The resolution is usually 1280x720 or 1920x1080, with a higher bit-rate ranging between 30 and 100 Mbps.
The only major difference between the consumer deliverable and the format the station has is the bit-rate. The TV station has equipment that can handle the larger files, and has a larger data storage capacity than most normal households. However, a well encoded Blu-ray will contain a close copy of the file the station receives, with an encoded bit-rate between 15 and 45 Mbps.
The main reason for the difference is bandwidth. One 24 minute episode at a bit rate of 145 Mbps stored in uncompressed MXF can be as large as 29 GB. Unfortunately, that has to be compressed in order to get it out to the millions of people that TV stations service.
There isn't an established format that all TV stations receive. It largely depends on the format that can be provided to the station, and what the station is setup to accept regarding equipment.
As Scotty Parker mentioned, a lot of the content is ingested into the studio via satellite. meaning, it's simply recorded as it's airing, like a fancy DVR and a dish that's bigger than average. When this is the case, the recorded format is usually as high as it can be, which is hopefully in most cases HD at 1280x720, or FHD at 1920x1080.
However, an increasingly large number of stations use content that is acquired directly from the production house. Meaning that the company who produced and/or edited the show will provide the media directly to the station airing it. In many cases this is a very high bit-rate, high resolution file. Something akin to Avid's DNxHD format (such as DNxHD145 or 175), or Apple ProRes, or Sony's XDCAM. But despite the higher-than-average bitrate of the file, the resolution is rarely anything higher than 1080p.
Unless you're the editor, and you'd be working with a 1080p file at a bit-rate of 145 or 175 Mbps.
But these formats are not secret, or kept from the general public. You can have the same formats TV stations use.
For example: File based workflows (where the production house turns over the raw media directly), the file would most likely be in the MOV or MXF formats. These files are normally encoded at a bit rate of somewhere between 30 and 50 Mbps (hopefully), and a have resolution between 720 and 1080.
Neither of these file types are hard to come by, and in fact, the MXF file type is listed as a SMPTE standard (SMPTE 377M).
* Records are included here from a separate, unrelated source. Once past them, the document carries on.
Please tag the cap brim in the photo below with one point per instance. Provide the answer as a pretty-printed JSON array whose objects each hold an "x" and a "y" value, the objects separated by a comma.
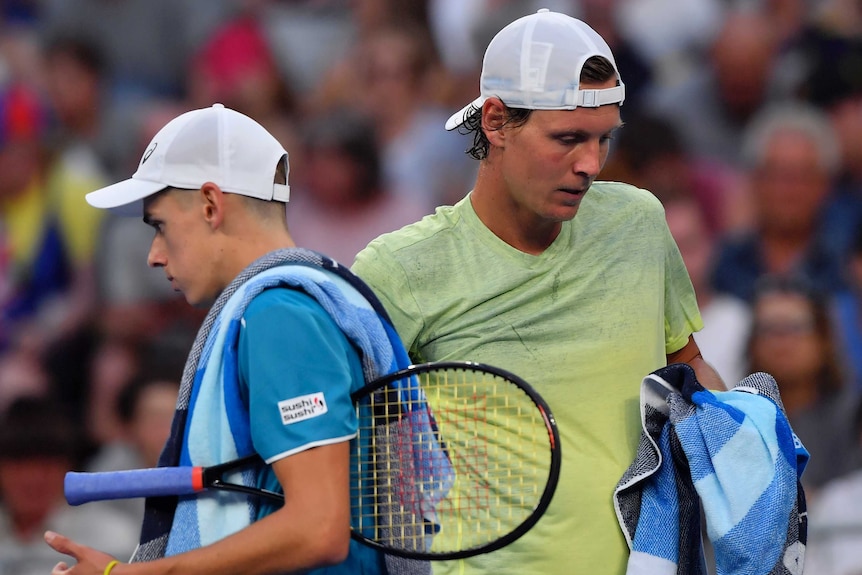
[
  {"x": 124, "y": 198},
  {"x": 460, "y": 116}
]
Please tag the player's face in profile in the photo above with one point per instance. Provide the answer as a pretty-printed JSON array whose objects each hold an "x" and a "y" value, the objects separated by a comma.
[
  {"x": 550, "y": 162},
  {"x": 181, "y": 245}
]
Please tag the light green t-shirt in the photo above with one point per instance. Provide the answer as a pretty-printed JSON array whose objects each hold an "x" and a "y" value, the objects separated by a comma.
[{"x": 583, "y": 322}]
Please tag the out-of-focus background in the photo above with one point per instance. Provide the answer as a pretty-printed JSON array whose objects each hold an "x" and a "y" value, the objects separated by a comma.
[{"x": 743, "y": 117}]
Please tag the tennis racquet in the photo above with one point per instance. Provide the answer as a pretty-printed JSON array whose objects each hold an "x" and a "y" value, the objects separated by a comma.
[{"x": 451, "y": 460}]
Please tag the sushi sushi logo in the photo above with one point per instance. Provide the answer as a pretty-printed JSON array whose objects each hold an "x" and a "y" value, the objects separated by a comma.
[{"x": 301, "y": 408}]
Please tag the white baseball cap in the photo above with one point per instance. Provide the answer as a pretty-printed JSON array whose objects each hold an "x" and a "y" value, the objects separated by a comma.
[
  {"x": 535, "y": 63},
  {"x": 213, "y": 144}
]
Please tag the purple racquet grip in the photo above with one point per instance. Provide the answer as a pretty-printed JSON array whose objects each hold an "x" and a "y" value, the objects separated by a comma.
[{"x": 84, "y": 487}]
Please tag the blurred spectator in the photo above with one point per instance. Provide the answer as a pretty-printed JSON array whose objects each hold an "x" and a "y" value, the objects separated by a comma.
[
  {"x": 47, "y": 234},
  {"x": 792, "y": 156},
  {"x": 835, "y": 521},
  {"x": 22, "y": 373},
  {"x": 236, "y": 67},
  {"x": 714, "y": 105},
  {"x": 147, "y": 43},
  {"x": 726, "y": 319},
  {"x": 793, "y": 340},
  {"x": 672, "y": 36},
  {"x": 834, "y": 85},
  {"x": 39, "y": 443},
  {"x": 649, "y": 153},
  {"x": 848, "y": 311},
  {"x": 145, "y": 407},
  {"x": 341, "y": 202}
]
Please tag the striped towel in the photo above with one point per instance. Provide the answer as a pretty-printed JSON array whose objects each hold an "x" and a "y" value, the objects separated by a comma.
[
  {"x": 730, "y": 455},
  {"x": 209, "y": 396}
]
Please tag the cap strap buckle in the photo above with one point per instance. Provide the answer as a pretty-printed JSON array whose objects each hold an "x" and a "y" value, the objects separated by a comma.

But how convenient would it be to sell you a show and make you download a 28GB file or a 32GB USB drive with a single episode of Game of Thrones?
So, it's made available to everybody in a compressed, but still very high quality format: Blu-ray.
These Blu-ray's are normally encoded at a 15-30 Mbit bit-rate, which although less than the raw MXF, is still very high.
Or you could download a slightly more compressed version from some website, or a streaming/OTT service (Apple TV, Netflix, etc).